My early attempts at re-training my brain made me feel about as competent as the Filipino Olympic diving team.  (If you are early to sobriety and suffering from insomnia like I did, I highly recommend you google this. Just because. You’re welcome)  The beginning days of sobriety where you are being forced to feel your actual feelings, sit with your unfiltered, raw thoughts is excruciating.  It’s like being stuck in permanent fight or flight, jangly nerves and overload when you are forced to plug in for the first time, possibly ever.  I read a research study where subjects chose to be subjected to ten minutes of electric shocks rather than sit alone with their thoughts for ten minutes.  That’s our numb-out, tune-out, check out world for you.  And for alcoholics, it’s probably worse since we were the masters at not feeling anything.  But adding day after day, moment after moment, where drinking isn’t an option, my synapses are stretching and re-wiring. I can sit in a feeling and then it passes.  I can examine an unpleasant memory and not fall to pieces.  And that is so encouraging.  I am finally becoming one of those people I used to look up to… the ones further up the mountains who kept shouting down through the clouds: “It gets better! Keep going! The view up here is incredible.” Because it really is.

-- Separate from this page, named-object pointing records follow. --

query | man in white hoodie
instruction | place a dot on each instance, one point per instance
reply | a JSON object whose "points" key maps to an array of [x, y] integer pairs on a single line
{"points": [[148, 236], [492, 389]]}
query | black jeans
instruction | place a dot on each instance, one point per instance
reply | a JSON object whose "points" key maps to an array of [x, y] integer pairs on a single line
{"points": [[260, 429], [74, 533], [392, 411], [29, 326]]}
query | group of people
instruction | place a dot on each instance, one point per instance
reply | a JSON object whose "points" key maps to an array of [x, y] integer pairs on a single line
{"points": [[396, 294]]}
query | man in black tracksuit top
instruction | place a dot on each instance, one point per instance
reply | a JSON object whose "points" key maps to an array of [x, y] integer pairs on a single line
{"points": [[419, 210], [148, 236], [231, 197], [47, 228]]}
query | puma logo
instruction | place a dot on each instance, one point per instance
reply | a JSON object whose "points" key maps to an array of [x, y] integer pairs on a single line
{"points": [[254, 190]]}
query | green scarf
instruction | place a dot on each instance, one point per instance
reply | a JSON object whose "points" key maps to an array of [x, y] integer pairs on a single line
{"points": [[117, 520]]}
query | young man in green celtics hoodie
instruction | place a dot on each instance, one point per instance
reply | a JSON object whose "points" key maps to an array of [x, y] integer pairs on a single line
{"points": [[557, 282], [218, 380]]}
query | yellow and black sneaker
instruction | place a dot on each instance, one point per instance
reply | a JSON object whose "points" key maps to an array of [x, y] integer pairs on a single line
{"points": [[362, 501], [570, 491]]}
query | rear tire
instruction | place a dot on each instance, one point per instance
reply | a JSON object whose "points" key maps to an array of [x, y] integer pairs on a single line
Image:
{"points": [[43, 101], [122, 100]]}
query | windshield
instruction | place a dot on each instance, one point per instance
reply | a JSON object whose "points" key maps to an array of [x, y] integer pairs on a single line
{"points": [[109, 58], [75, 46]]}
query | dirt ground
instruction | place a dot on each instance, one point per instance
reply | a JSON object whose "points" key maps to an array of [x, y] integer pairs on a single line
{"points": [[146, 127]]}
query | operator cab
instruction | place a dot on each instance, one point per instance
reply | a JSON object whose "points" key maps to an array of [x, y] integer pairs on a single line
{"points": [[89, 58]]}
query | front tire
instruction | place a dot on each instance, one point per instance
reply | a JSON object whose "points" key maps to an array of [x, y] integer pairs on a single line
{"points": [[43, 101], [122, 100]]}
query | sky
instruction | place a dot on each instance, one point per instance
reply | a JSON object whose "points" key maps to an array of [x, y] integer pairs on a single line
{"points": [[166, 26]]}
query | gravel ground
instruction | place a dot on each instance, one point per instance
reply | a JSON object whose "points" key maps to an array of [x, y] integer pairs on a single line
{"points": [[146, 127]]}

So, we have two weeks left before my minions return to school.  Everywhere I go, I get “the look” (which is half bemusement and half relief it’s not them) as people survey my three spirited kids and say “I bet you are really ready for them to go back.”  And I kind of smile wistfully and say “not really.”  Because part of me is.  It’s been a long summer of sobriety and motherhood.  Ups and downs and false starts.  But I’ve also been fully engaged for the first time in years and so I’m not quite ready to let go of them, and go back to only seeing them in the afternoons when they’ve given their best to their teacher and friends and have only dregs of crankiness and homework resistance left for me. Which is ok. I am working to accept that I wasted so many years either giving them my dregs, or wildly overcompensating.  I still have a lot of guilt about that. But, I want to squeeze out every last ounce of summer time we have… Which doesn’t mean that they don’t drive me absolutely nuts some days with the squabbling and messes and filthy sneakers and tween drama and ludicrous battles over Minecraft and groans of “I’m borrred.”  I have had plenty of moments where all the noise is just overwhelming and I want to yell ” Stop being ungrateful little jerks, I’m trying to cherish you for crying out loud!!”

Last week we got a tough diagnosis for my five year old daughter.  Life as we know it is probably going to change in ways we can’t even imagine.  And it’s scary and unknown and I kiss my daughter’s head and thank God that I’m sober and can be there for her as we navigate this new world of tests and needles and procedures. My first thought when we got the call wasn’t that I needed a drink. I cried and felt honest, real sadness. Which I let flow over me, and then I got on with formulating a plan for how we would support and hold her up and walk into this new chapter.  This would have been impossible five months ago.

So, for you newbies who are in the first days of trying sobriety on for size.  You know your time drinking needs to be done. And maybe you are having some false starts. I think we all did. But  let me be yet another voice in the invisible army that is doing this with you: Be encouraged. It does in fact get better.  So much better that I won’t even spoil it for you.  Because you will get to that place and you will notice one day that your heart isn’t in a crumpled ball of pain, your breath comes easy, you actually feel GOOD.  And quite possibly, nothing “tangible” will have changed.  You will still have an asshole boss, money troubles, a painful marriage, maybe health problems or a lack of support.  But everything will feel different. Because you will be different.

And so, that’s all for now. I’m going to keep on plugging.

Yours with love, signing out from the top of Mount Laundry.